No obstante, el ser humano tiene la capacidad de evitar la culpa y el arrepentimiento, lo que se puede llamar “el sistema inmunológico psicológico”. ¿Nunca os ha pasado que al coger un autobús justo en el último minuto pensamos “uf si lo hubiera perdido..” y, sin embargo, si lo perdemos, pensamos “lo habría cogido si el conductor hubiera salido a su hora”?

5. Olvida el “Disfruta ahora y paga después”  

Sistemas como las tarjetas de crédito ofrecen la posibilidad del consumo inmediato con post-pago. Sin embargo, esta estrategia conlleva el riesgo de que los usuarios sólo consideren los efectos a corto plazo y no tengan en cuenta las consecuencias a largo plazo (deudas o falta de ahorros). Además, elimina una de las respuestas a qué es la felicidad: la anticipación. Consumir una galleta nada más comprarla ofrece una satisfacción momentánea, pero el proceso de comprarla, esperar a llegar a casa y disfrutarla más tarde nos da la satisfacción de la anticipación además de la consumición. Pero no todo el mundo es capaz de esperar a una buena galleta de chocolate ¿verdad? Solemos pensar que la satisfacción futura será menor que la presente, por lo tanto, ¿para qué esperar?

Esa espera también ofrece otros beneficios como reconsiderar nuestras elecciones. En un estudio, la gente que tenía que elegir entre comer un plátano o una barrita de chocolate hacía su elección dependiendo de cuándo se lo iban a comer: si se lo comían en ese mismo momento, elegían la barrita de chocolate; si se lo tenían que comer la semana siguiente, pensaban que en el futuro no disfrutarían tanto la opción más apetecible y, por tanto, escogían el plátano (considerando también los beneficios en la salud).

6. Piensa en lo que no has tenido en cuenta

Tendemos a pensar en las experiencias futuras de manera menos concreta que aquellas más cercanas en el tiempo. Por ejemplo, el 89% de los participantes en un estudio en Canadá pensaban que una cabaña para el verano siguiente sería un buen plan para pasar con la familia. Pero no tenían en cuenta detalles como los ronquidos de la tía o lo difícil de ponerse de acuerdo para la cena con veganos y celíacos, es decir, no tenían en cuenta pequeños detalles que podrían interferir en la felicidad que esa experiencia puede aportar.

Por tanto, no idealices los planes futuros por estar alejados en el tiempo, por el contrario, intentar pensar en cómo hacerlos mejores.

7. ¿Compra comparativa?

Están de moda las webs que te ofrece la comparación de productos, precios, calidad, etc.
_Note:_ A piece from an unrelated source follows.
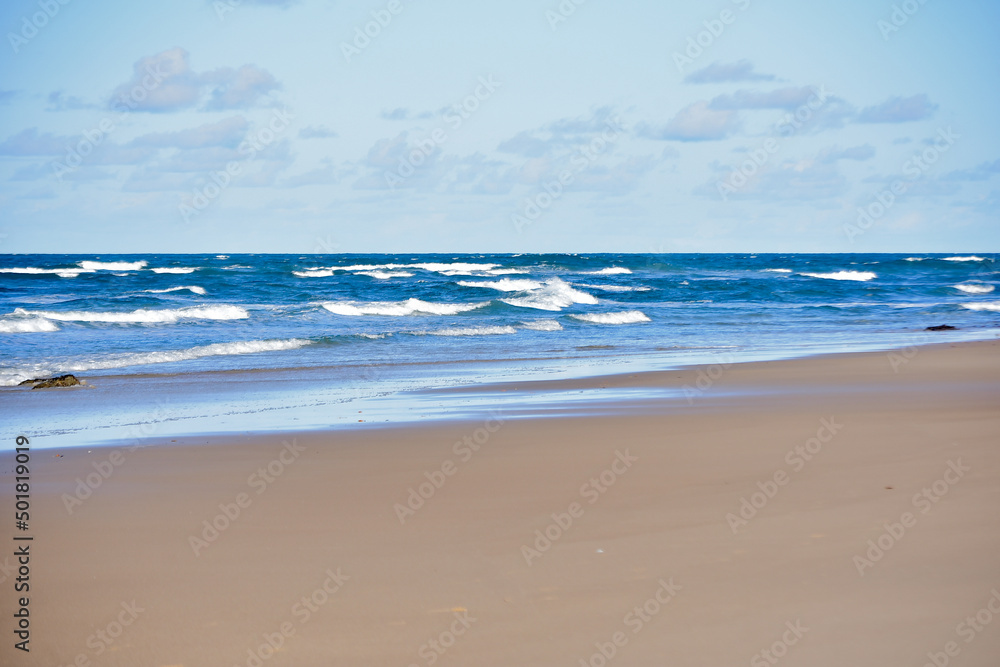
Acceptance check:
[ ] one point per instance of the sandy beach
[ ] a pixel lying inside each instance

Pero ¿qué ocurre cuando nos ponemos a comparar artículos para encontrar la mejor de las opciones: la más barata, la más bonita, la más cómoda? En estos casos, el dinero no da la felicidad. Las comparaciones nos hacen desviar la atención de aquellos detalles que de verdad estamos buscando y fijarnos en las características que les faltan y otras opciones ofrecen.

Un estudio con alumnos de Harvard a la hora de elegir dónde vivir el primer año de universidad demostró que tenían más en cuenta las características físicas como la localización que las características más sociales como la relación con los compañeros de piso. Sin embargo, al preguntarles antes de entrar en la lotería, aseguraban que un buen ambiente de comunidad sería más importante que cosas como el tamaño de la casa. Se produce la sobre-estimación de detalles que realmente influirían menos en la felicidad, mientras se dejan atrás aquellas cosas realmente significativas.

Por tanto, a la hora de contestar ¿el dinero no lo es todo? no hay una respuesta rotunda sin un pero detrás. El dinero nos ofrece la posibilidad de cubrir las necesidades más básicas humanas. Por ejemplo, según Aranda y Valverde (2013), la relación entre aspectos materiales y bienestar personal es mayor en los países pobres que en los más desarrollados.

Tenemos que ser cuidadosos una vez que superamos esos niveles básicos de confort para saber hacer la elección de dónde gastar nuestro dinero. ¿Merece la pena pasar horas y horas al día trabajando para ganar un dinero que no vamos a disfrutar? La mayoría de nosotros contestaría un gran NO a esta pregunta. Por tanto, hay que tener en cuenta algunos hechos encontrados sobre la felicidad humana y cómo alcanzarla.